This is just a quick update on the Indicators project as described in an earlier post. We are currently re-arranging the data to ensure it’s in a format that is quick and easy to query and is limited to just the data we are interested in. Initially our investigations are limited to 2007 and 2008, terms 1 and 2, and only courses with more than 50 Flex students. So the scope of our research is approx 390 courses with approx 40,000 student instances. We’ve limited the current research to flex students as this cohort engages wholly online and to include other cohorts would confuse the result. Some tasks that are being or have been completed include:
• An instance of MySQL was configured on a de-commissioned server that was available and met our requirements.
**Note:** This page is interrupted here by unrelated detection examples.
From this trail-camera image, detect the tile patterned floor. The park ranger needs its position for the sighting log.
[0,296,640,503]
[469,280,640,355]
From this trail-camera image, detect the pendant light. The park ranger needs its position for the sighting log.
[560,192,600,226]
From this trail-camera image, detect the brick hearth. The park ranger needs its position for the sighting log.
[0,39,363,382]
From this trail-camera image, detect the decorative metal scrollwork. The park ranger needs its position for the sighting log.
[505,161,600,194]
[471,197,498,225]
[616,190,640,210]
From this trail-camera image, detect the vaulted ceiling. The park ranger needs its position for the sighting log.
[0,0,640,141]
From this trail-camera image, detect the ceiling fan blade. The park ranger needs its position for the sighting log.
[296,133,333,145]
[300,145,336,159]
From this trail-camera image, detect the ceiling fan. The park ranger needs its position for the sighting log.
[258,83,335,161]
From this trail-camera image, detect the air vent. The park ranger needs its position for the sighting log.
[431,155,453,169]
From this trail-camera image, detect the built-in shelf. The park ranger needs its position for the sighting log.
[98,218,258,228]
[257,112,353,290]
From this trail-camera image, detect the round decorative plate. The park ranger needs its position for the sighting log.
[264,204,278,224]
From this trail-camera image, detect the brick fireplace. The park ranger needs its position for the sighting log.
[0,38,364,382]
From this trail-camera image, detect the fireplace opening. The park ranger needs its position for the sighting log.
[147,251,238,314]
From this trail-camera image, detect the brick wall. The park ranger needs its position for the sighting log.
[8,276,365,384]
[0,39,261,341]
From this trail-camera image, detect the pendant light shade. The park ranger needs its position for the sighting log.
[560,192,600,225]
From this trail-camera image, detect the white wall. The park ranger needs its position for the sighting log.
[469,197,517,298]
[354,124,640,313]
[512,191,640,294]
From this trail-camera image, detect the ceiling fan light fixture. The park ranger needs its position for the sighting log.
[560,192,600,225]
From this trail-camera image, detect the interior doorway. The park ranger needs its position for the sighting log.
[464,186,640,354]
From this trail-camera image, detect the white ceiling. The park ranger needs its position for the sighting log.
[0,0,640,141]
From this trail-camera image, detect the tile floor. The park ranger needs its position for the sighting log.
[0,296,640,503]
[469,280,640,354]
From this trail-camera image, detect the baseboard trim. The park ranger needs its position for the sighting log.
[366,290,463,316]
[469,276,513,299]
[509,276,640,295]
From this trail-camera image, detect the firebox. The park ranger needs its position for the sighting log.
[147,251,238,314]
• The Blackboard database holds data from 2004 to the present day which equates to 200 million rows of data. As we are only interested in 2007 term 1 and 2, and 2008 term 1 and 2 we are migrating only these terms across to the MySQL instance to limit the size of the data set and improve query times. It’s anticipated that the resulting data set will be approx 10-20 million rows.
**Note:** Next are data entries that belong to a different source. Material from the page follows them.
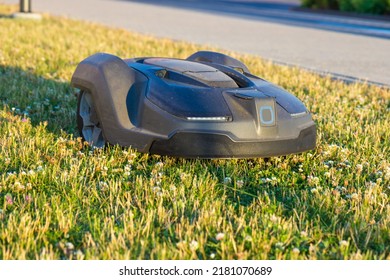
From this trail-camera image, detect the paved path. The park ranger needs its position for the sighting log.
[0,0,390,85]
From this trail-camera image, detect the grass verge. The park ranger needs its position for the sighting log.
[0,4,390,259]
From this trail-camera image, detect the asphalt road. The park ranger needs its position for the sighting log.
[0,0,390,85]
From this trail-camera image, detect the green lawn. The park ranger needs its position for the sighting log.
[0,5,390,259]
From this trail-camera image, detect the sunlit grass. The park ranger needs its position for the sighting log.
[0,2,390,259]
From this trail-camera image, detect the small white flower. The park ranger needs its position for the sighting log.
[223,177,232,185]
[292,247,301,255]
[124,164,131,172]
[351,193,359,200]
[269,215,278,223]
[275,242,284,250]
[339,240,348,247]
[65,242,74,250]
[190,240,199,250]
[215,232,225,241]
[245,235,252,242]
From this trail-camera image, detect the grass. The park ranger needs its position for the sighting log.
[0,2,390,259]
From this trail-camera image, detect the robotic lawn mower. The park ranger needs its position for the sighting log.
[71,51,316,158]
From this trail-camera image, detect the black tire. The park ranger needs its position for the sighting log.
[76,91,107,148]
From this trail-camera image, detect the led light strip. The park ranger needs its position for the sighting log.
[187,117,229,122]
[291,111,308,118]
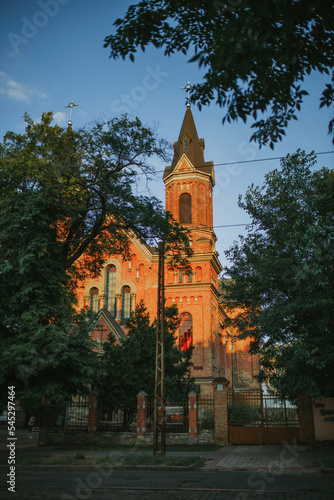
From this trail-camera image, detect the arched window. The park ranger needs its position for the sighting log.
[90,288,100,312]
[179,193,191,224]
[122,286,131,319]
[179,313,193,351]
[195,266,202,281]
[106,266,116,317]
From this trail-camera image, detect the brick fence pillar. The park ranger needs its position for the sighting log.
[88,393,99,434]
[137,391,148,442]
[188,391,198,444]
[297,394,315,443]
[213,377,229,446]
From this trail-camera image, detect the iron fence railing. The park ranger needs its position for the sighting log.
[147,400,189,434]
[97,408,137,432]
[228,393,298,427]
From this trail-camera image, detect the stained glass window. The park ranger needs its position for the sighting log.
[122,286,131,319]
[90,288,99,312]
[179,193,191,224]
[106,266,116,317]
[179,313,193,351]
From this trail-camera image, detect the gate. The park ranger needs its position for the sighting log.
[228,393,299,444]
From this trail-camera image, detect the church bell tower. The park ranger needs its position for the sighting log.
[163,100,223,395]
[163,105,216,253]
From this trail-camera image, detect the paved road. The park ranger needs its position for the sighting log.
[0,467,334,500]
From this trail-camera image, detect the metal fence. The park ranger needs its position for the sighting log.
[147,400,189,434]
[97,408,137,432]
[228,393,298,427]
[39,397,90,432]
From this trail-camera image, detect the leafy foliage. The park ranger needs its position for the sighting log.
[222,150,334,397]
[98,302,193,418]
[105,0,334,148]
[0,113,191,406]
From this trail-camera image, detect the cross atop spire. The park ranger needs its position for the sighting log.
[65,99,79,127]
[181,80,193,108]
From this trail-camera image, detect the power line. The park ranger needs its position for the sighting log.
[156,151,334,173]
[213,222,251,229]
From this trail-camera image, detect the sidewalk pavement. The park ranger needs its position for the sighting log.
[0,430,334,474]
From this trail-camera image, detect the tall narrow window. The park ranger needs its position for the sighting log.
[179,193,191,224]
[179,313,193,351]
[122,286,131,319]
[90,288,99,312]
[106,266,116,317]
[195,267,202,281]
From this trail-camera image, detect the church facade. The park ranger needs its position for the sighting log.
[78,105,259,395]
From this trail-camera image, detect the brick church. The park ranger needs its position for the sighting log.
[78,104,259,395]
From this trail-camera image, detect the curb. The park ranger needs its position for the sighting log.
[0,464,196,472]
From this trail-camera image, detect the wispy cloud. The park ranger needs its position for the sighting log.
[0,71,47,101]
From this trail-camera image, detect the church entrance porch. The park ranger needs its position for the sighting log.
[227,392,299,444]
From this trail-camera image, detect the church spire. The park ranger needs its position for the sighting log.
[163,105,214,183]
[65,99,79,129]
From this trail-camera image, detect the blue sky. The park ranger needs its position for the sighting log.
[0,0,334,264]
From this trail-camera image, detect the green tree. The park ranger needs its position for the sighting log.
[0,113,189,405]
[221,150,334,397]
[105,0,334,148]
[98,302,193,422]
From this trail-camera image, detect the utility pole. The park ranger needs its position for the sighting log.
[153,242,166,456]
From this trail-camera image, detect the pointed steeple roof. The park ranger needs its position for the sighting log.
[163,106,213,179]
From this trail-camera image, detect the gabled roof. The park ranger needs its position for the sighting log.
[92,309,126,342]
[163,107,213,179]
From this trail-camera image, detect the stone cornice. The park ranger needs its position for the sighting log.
[129,230,155,263]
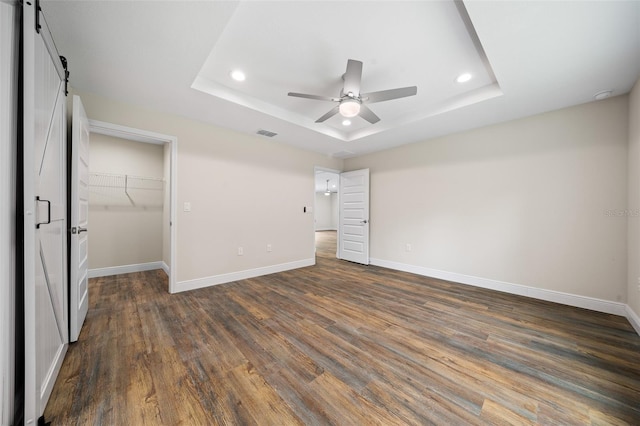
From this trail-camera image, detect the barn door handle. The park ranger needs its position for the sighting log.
[36,196,51,229]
• The results database has in excess of 500,000 rows and by drawing only the rows required we could reduce this to around 50,000 rows.
• Once the data sets have been rationalized we can create some intermediate tables based on some processed data from the original datasets. Queries that take a long time to run can be executed and the results stored in the MySQL db for analysis.
• Some more research is required to look at dividing student activity into categories. For example distinguishing between an administrative hit and a pedagogical hit. An administrative hit might be a click on the folder to access a course PDF that would be a pedagogical hit. Its not a good method I know but it may give us an idea of “signal-to-noise” within a course.
• One thing that is going to take some time is the session data. Login and logout times are recorded by the system and this can be extracted and reported on to determine when and for how long the students are using the system during term.